Location
- 107 Bay St M'Chigeeng, Ontario, P0P 1G0 Canada 45°49′57″N 82°09′46″W﻿ / ﻿45.83247°N 82.16268°W

Information
- Founded: 1969
- School board: Rainbow District School Board
- Area trustee: Margaret Stringer
- School number: 924679
- Principal: Jamie Mohamed
- Enrollment: 419 (March 2020)
- Colours: Black and gold
- Team name: Mustangs
- Website: www.rainbowschools.ca/school/manitoulin-secondary-school/

= Manitoulin Secondary School =

Manitoulin Secondary School, is a secondary school located on M'Chigeeng First Nation, Ontario, on Manitoulin Island, and is approximately 2 hours from downtown Sudbury.

The school, built in 1969, is within by the Rainbow District School Board's jurisdiction.

==History==
Research conducted over a 10-year period in the 1970s revealed a trend at Manitoulin Secondary School of directing First Nations students into the lower academic streams. The study also showed nearly all suspensions and expulsions were of First Nations students, despite them forming less than half of the student body. As a result, Wikwemikong removed their children from Rainbow District and formed their own high school in their community, resulting in a significant decline in the student population at Manitoulin Secondary School.

In 2015, an Indigenous student at the school left after receiving backlash for reporting a racist incident from school administrators.

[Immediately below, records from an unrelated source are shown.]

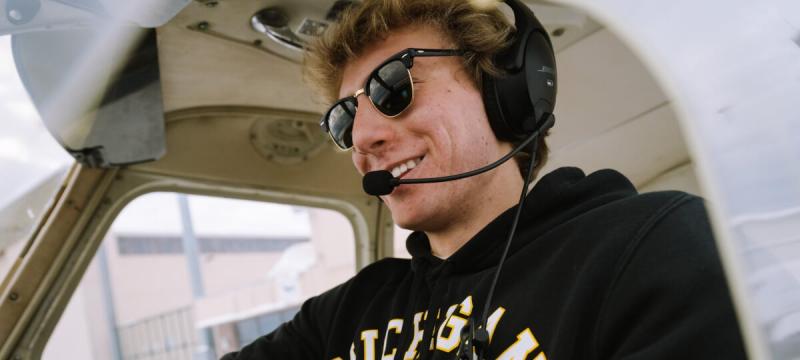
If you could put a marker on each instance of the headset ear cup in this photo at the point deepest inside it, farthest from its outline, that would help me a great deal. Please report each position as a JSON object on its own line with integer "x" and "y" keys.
{"x": 493, "y": 110}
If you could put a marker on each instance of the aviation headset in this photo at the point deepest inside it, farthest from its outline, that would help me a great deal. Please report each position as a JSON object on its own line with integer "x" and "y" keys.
{"x": 521, "y": 101}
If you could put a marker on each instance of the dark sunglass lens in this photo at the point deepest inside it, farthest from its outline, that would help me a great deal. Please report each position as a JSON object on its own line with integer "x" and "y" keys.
{"x": 389, "y": 88}
{"x": 340, "y": 123}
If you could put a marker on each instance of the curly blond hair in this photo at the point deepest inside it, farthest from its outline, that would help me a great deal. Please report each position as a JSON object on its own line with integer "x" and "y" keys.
{"x": 482, "y": 31}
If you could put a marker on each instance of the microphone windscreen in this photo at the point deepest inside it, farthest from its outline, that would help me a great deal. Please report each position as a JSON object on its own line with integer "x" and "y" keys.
{"x": 378, "y": 183}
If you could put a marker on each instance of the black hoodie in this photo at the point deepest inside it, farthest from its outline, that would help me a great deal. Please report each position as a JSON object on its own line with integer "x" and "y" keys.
{"x": 596, "y": 271}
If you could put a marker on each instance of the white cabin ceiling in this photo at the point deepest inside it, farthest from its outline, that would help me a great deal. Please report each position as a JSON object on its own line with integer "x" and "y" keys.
{"x": 610, "y": 112}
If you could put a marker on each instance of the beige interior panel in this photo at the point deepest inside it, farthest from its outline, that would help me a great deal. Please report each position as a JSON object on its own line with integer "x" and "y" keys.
{"x": 215, "y": 144}
{"x": 601, "y": 85}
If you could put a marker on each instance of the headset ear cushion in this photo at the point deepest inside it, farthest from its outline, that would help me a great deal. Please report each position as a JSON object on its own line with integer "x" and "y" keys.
{"x": 493, "y": 111}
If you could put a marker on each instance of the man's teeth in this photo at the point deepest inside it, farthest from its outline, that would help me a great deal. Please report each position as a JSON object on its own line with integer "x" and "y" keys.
{"x": 402, "y": 168}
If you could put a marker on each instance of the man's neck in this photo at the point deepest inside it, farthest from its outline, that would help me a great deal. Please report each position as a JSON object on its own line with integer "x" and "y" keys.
{"x": 448, "y": 240}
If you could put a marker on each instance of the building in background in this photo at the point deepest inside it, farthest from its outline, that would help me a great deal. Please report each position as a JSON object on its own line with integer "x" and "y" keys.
{"x": 257, "y": 263}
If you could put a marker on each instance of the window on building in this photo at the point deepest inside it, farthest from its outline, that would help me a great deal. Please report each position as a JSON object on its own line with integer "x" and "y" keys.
{"x": 185, "y": 277}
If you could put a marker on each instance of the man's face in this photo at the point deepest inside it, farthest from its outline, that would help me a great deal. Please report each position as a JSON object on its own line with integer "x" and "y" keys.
{"x": 445, "y": 131}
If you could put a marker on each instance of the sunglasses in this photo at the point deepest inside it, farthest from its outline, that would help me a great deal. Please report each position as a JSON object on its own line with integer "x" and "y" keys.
{"x": 389, "y": 88}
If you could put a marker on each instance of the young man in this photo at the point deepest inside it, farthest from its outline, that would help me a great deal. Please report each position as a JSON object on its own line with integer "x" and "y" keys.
{"x": 596, "y": 271}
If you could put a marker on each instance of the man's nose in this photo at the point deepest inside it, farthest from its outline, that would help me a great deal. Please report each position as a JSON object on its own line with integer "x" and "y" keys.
{"x": 372, "y": 131}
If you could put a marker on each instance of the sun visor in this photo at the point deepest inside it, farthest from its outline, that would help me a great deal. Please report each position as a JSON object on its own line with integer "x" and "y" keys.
{"x": 101, "y": 101}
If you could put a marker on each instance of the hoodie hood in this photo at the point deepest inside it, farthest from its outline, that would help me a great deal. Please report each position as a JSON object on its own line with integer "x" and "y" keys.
{"x": 556, "y": 198}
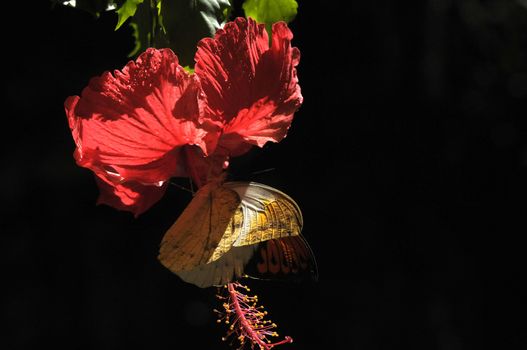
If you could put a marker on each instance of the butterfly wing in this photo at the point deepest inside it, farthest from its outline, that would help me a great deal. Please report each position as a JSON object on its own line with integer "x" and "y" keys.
{"x": 284, "y": 258}
{"x": 216, "y": 236}
{"x": 196, "y": 235}
{"x": 267, "y": 213}
{"x": 227, "y": 268}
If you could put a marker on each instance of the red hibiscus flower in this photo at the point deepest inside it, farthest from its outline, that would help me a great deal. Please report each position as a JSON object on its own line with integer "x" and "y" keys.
{"x": 251, "y": 88}
{"x": 152, "y": 121}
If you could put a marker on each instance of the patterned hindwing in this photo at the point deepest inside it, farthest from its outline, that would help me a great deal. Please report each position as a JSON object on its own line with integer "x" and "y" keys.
{"x": 287, "y": 258}
{"x": 267, "y": 213}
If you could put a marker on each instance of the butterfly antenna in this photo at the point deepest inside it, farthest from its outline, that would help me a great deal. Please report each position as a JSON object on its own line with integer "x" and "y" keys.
{"x": 263, "y": 171}
{"x": 191, "y": 185}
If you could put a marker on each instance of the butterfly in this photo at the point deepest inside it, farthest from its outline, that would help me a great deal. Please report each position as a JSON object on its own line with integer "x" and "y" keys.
{"x": 233, "y": 229}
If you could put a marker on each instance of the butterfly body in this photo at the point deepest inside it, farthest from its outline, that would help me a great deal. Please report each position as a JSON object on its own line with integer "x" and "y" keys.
{"x": 226, "y": 225}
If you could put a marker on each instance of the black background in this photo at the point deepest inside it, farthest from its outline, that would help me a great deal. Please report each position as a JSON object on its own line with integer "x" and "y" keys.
{"x": 408, "y": 159}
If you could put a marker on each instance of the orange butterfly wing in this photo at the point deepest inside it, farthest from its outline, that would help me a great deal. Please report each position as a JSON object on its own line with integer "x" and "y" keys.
{"x": 196, "y": 234}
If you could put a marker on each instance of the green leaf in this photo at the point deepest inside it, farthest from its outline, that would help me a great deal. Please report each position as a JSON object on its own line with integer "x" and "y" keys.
{"x": 188, "y": 21}
{"x": 126, "y": 10}
{"x": 270, "y": 11}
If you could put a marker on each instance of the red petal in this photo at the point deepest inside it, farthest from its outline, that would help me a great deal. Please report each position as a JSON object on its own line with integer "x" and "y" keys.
{"x": 134, "y": 122}
{"x": 130, "y": 196}
{"x": 250, "y": 87}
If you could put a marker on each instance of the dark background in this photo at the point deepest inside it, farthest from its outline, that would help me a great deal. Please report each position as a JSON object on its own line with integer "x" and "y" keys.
{"x": 408, "y": 158}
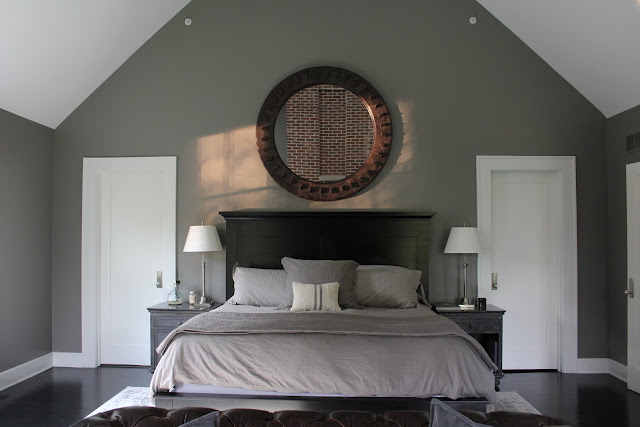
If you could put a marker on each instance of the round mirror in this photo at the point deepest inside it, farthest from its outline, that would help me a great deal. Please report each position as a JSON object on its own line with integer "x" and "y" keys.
{"x": 324, "y": 133}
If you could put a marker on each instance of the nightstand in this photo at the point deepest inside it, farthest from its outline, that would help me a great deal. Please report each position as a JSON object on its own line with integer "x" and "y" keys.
{"x": 485, "y": 327}
{"x": 165, "y": 318}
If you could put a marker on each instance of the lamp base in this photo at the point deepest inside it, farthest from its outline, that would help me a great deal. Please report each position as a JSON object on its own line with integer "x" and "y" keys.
{"x": 204, "y": 302}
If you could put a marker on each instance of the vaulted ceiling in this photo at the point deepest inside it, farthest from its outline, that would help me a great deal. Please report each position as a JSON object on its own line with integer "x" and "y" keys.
{"x": 593, "y": 44}
{"x": 54, "y": 54}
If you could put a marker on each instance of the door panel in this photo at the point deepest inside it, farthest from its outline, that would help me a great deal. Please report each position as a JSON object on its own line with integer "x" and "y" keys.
{"x": 136, "y": 234}
{"x": 524, "y": 254}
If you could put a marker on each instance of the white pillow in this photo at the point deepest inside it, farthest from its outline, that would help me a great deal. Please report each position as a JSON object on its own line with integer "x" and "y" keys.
{"x": 259, "y": 286}
{"x": 387, "y": 286}
{"x": 309, "y": 297}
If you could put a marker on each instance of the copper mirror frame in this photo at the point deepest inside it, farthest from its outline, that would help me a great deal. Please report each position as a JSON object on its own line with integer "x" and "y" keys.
{"x": 323, "y": 191}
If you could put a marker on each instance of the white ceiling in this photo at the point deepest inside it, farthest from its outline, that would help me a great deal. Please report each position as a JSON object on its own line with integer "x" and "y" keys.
{"x": 55, "y": 53}
{"x": 593, "y": 44}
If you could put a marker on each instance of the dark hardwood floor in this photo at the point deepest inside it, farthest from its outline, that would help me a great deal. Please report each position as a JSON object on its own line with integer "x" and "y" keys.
{"x": 60, "y": 396}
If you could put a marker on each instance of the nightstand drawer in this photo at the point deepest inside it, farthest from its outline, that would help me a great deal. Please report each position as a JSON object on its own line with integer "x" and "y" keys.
{"x": 170, "y": 321}
{"x": 471, "y": 326}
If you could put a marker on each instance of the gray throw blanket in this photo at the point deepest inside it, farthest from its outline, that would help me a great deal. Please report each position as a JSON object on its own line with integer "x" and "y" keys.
{"x": 217, "y": 323}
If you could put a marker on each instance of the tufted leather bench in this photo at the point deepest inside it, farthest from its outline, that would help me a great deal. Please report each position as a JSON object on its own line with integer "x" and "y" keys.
{"x": 144, "y": 416}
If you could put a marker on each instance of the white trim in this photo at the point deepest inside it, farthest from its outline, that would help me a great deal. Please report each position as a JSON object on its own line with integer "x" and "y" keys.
{"x": 618, "y": 370}
{"x": 29, "y": 369}
{"x": 565, "y": 166}
{"x": 593, "y": 366}
{"x": 602, "y": 366}
{"x": 67, "y": 360}
{"x": 91, "y": 172}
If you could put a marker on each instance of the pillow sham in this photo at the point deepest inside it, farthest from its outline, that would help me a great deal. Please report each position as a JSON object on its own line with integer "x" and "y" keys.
{"x": 310, "y": 297}
{"x": 387, "y": 286}
{"x": 323, "y": 271}
{"x": 259, "y": 286}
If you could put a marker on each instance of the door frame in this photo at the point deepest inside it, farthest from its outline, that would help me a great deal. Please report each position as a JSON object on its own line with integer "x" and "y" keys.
{"x": 92, "y": 169}
{"x": 632, "y": 270}
{"x": 565, "y": 167}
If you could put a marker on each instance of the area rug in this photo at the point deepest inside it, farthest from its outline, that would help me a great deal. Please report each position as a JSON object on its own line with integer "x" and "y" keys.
{"x": 139, "y": 396}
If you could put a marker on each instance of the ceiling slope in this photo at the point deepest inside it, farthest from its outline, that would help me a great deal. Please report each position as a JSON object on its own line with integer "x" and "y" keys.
{"x": 54, "y": 54}
{"x": 593, "y": 44}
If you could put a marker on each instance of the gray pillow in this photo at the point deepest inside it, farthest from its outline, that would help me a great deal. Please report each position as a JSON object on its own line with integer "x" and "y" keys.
{"x": 212, "y": 419}
{"x": 259, "y": 286}
{"x": 442, "y": 415}
{"x": 387, "y": 286}
{"x": 323, "y": 271}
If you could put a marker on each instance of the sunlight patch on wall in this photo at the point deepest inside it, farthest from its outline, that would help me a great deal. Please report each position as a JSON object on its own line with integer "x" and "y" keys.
{"x": 231, "y": 174}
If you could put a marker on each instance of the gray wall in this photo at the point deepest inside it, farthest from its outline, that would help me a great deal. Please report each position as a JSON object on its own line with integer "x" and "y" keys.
{"x": 618, "y": 127}
{"x": 26, "y": 157}
{"x": 454, "y": 90}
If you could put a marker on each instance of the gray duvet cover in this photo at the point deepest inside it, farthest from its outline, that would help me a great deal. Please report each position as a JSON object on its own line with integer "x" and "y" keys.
{"x": 375, "y": 352}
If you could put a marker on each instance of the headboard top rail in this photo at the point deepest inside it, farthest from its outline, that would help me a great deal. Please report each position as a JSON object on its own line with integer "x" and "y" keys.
{"x": 260, "y": 238}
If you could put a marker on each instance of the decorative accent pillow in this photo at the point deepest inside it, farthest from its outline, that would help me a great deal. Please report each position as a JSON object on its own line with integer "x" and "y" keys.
{"x": 212, "y": 419}
{"x": 323, "y": 271}
{"x": 310, "y": 297}
{"x": 387, "y": 286}
{"x": 259, "y": 286}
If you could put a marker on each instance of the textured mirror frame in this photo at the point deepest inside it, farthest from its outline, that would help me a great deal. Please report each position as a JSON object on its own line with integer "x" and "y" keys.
{"x": 321, "y": 191}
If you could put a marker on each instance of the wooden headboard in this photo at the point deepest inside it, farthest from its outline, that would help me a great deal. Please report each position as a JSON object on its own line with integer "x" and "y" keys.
{"x": 260, "y": 239}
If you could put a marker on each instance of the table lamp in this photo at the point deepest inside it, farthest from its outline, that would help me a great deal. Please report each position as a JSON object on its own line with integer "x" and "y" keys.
{"x": 203, "y": 238}
{"x": 463, "y": 240}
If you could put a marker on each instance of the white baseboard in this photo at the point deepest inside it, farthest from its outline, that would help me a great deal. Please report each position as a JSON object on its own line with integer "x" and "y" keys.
{"x": 602, "y": 366}
{"x": 68, "y": 360}
{"x": 593, "y": 366}
{"x": 618, "y": 370}
{"x": 25, "y": 371}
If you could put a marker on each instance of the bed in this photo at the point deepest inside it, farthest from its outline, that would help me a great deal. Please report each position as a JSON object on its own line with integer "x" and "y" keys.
{"x": 264, "y": 358}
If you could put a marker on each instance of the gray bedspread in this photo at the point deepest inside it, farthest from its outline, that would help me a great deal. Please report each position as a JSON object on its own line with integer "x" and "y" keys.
{"x": 393, "y": 352}
{"x": 216, "y": 323}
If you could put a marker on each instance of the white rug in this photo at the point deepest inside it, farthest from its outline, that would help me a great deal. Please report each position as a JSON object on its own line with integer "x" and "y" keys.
{"x": 139, "y": 396}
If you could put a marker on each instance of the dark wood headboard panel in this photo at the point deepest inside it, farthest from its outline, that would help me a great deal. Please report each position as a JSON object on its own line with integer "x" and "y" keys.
{"x": 260, "y": 239}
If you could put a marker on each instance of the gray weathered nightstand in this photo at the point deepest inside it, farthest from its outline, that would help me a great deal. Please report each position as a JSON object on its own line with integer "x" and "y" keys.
{"x": 484, "y": 326}
{"x": 165, "y": 318}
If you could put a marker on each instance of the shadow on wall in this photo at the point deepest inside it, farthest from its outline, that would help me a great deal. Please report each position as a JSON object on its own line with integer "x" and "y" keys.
{"x": 232, "y": 176}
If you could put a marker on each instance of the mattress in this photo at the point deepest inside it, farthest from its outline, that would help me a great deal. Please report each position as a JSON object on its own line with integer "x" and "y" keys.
{"x": 326, "y": 364}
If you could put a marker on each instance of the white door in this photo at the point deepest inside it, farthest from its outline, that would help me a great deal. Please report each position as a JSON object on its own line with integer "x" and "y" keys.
{"x": 633, "y": 267}
{"x": 524, "y": 253}
{"x": 521, "y": 264}
{"x": 135, "y": 216}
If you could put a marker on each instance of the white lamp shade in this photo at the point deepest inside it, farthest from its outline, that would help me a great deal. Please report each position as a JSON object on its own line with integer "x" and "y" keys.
{"x": 463, "y": 240}
{"x": 202, "y": 238}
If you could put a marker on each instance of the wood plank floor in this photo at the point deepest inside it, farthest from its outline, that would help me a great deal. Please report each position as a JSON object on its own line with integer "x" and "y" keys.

In 2018, a fight broke out on the school grounds involving 50 students, both European-Canadian and Indigenous. The Chief of M'Chigeeng First Nation wrote an open letter stating, "that this incident is an indicator of a deeper, more disturbing reality, which is underlying racism that has now reared its ugly head yet again." The school hosted an "anti-racism rally" in response to these events. Despite involvement in the fight from both sides, police only charged Indigenous students.